The OHCHR submitted to the Venezuelan Government in English an “advance, unedited version” of Bachelet’s report last June 28 for the Government to raise general considerations.

Upon review, the Venezuelan Government found several mistakes such as the fact that many of the sources were not correct since they were not official and that the report omits the result of the visits carried out by Bachelet in the country. Eighty two percent of the interviews presented in the report were made to people located outside Venezuelan territory.

The achievements of the Venezuelan Government in matters of human rights were also omitted in the report, while stances adverse to President Nicolas Maduro are emphasized. The document entirely omits all achievements and advances in matters of human rights and welfare, as is the case of state run social programs.

Among other issues, the report reads that the Venezuelan Government recognized a “humanitarian crisis” when the reality recognized by the Government was the negative impact that the economic blockade in Venezuela was having. Similarly, it omits that the Government allocates 75 percent of its investment to social areas through the nation’s budget. This was information that was shared to Bachelet in a detailed report submitted by Education Minister Aristobulo Isturiz.

Furthermore, Venezuela condemned that the High Commissioner omits the impact caused by the United States economic blockade on the Venezuelan people’s living standard.

In matters of communications, the report refers to several aggressions towards to the press even though the Government informed her that three foreign journalists were deported between 2018 and 2019 because they failed to meet migration regulations. The report also omits that new concessions have been granted to 32 radio and one T.V. stations, while the license was renewed for 12 radio and television companies between 2018 and 2019.

Venezuela rejected as well that, according to the report, the Venezuelan State did not prove it uses all resources available to ensure the right to food to the population.
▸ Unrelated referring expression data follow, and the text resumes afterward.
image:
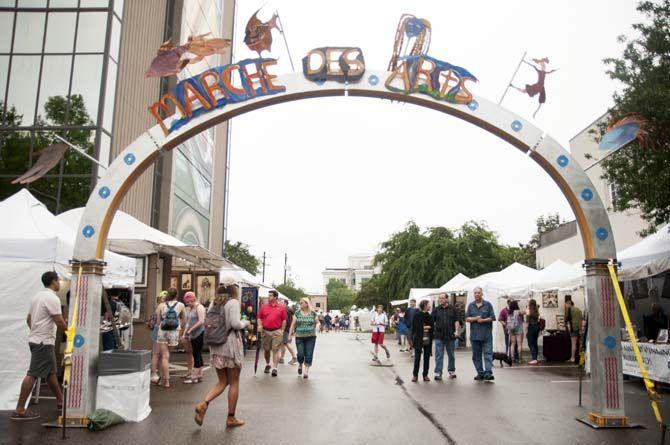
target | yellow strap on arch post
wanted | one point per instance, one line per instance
(653, 395)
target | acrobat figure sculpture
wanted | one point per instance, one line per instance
(537, 87)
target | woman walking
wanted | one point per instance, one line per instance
(422, 340)
(226, 358)
(304, 328)
(194, 333)
(533, 320)
(515, 328)
(171, 318)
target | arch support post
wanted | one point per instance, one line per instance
(85, 298)
(607, 395)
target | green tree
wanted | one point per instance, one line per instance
(239, 254)
(339, 295)
(292, 291)
(641, 174)
(15, 156)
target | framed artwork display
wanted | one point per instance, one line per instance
(550, 299)
(141, 271)
(186, 283)
(206, 286)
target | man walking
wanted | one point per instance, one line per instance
(43, 318)
(447, 324)
(379, 322)
(271, 323)
(480, 315)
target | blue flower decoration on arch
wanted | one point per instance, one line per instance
(88, 231)
(79, 341)
(104, 192)
(609, 342)
(129, 159)
(602, 234)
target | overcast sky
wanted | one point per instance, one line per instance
(322, 179)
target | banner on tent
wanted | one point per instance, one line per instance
(656, 359)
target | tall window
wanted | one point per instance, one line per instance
(58, 66)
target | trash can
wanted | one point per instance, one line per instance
(124, 383)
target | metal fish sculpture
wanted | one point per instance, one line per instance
(623, 132)
(49, 158)
(410, 27)
(170, 59)
(258, 35)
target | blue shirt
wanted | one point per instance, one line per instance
(481, 331)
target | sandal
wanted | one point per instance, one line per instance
(26, 415)
(200, 411)
(233, 422)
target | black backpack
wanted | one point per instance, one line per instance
(171, 320)
(215, 325)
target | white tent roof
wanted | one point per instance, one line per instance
(648, 257)
(559, 275)
(455, 284)
(130, 236)
(30, 233)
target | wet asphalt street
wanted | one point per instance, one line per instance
(346, 400)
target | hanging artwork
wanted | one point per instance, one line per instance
(49, 157)
(170, 59)
(537, 89)
(417, 32)
(258, 35)
(622, 132)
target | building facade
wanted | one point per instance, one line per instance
(76, 68)
(565, 242)
(360, 269)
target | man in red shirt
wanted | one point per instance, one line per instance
(271, 324)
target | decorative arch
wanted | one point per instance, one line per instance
(590, 213)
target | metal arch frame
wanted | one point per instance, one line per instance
(587, 206)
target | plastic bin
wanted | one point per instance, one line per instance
(123, 362)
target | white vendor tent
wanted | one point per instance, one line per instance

As a matter of fact, the OHCHR received information about the measures undertaken to guarantee this right, as in the case of the Local Production and Distribution Committees (CLAPs) and in matters of health.

It fails to report the information presented by the Office of the Prosecutor, about 292 cases in which 388 officers of the National Police’s Special Task Force (FAES) have been prosecuted since 2017 for their participation in crimes such as homicide, cruel treatment and home invasion.

The OHCHR is using the report to accuse the Venezuelan Government of developing a policy of repression and persecution of opponents, which Venezuela claims as false since the different violent actions and violations to the Constitution of the Bolivarian Republic of Venezuela undertaken by the opposition since 2002 and these flagrant violations are not mentioned in the report.

The report also fails to give account of the information presented by the State regarding public health, infant mortality, benefits granted through the homeland card (carnet de la patria), collective rights of the indigenous people, and free press existing in the country. This was made evident during the High Commissioner’s visit.

According to the Venezuelan Government, the OHCHR did not evaluate either the impact of coercive measures taken by the U.S. but still advised the Government to adopt resolutions to attend to the human rights situation and refrained from calling for a lifting of the U.S. blockade against Venezuela, contrary to mandates of the Human Rights Council’s Special Procedures.

Regarding the Venezuelan economy, the report alleges it was already in crisis before the imposition of the 2017 unilateral coercive measures, omitting to take into account the impact caused by the fall on oil prices since 2014 as a result of the actions taken by the United States Administration, resulting in a decrease of the Republic’s revenues from $43.6 billion in 2013 to $38.1 billion in 2014.

The report advises the State to release the people detained for “political reasons” in Venezuela. Such advice is wrong and not applicable, asserts the Government, since there are not political prisoners in Venezuela.

After reviewing it, the Venezuelan Government requested directly the Office of the High Commissioner for Human Rights to take the needed measures to correct the mistakes in the A/HRC/41/18 report prior its publication for the sake of accuracy.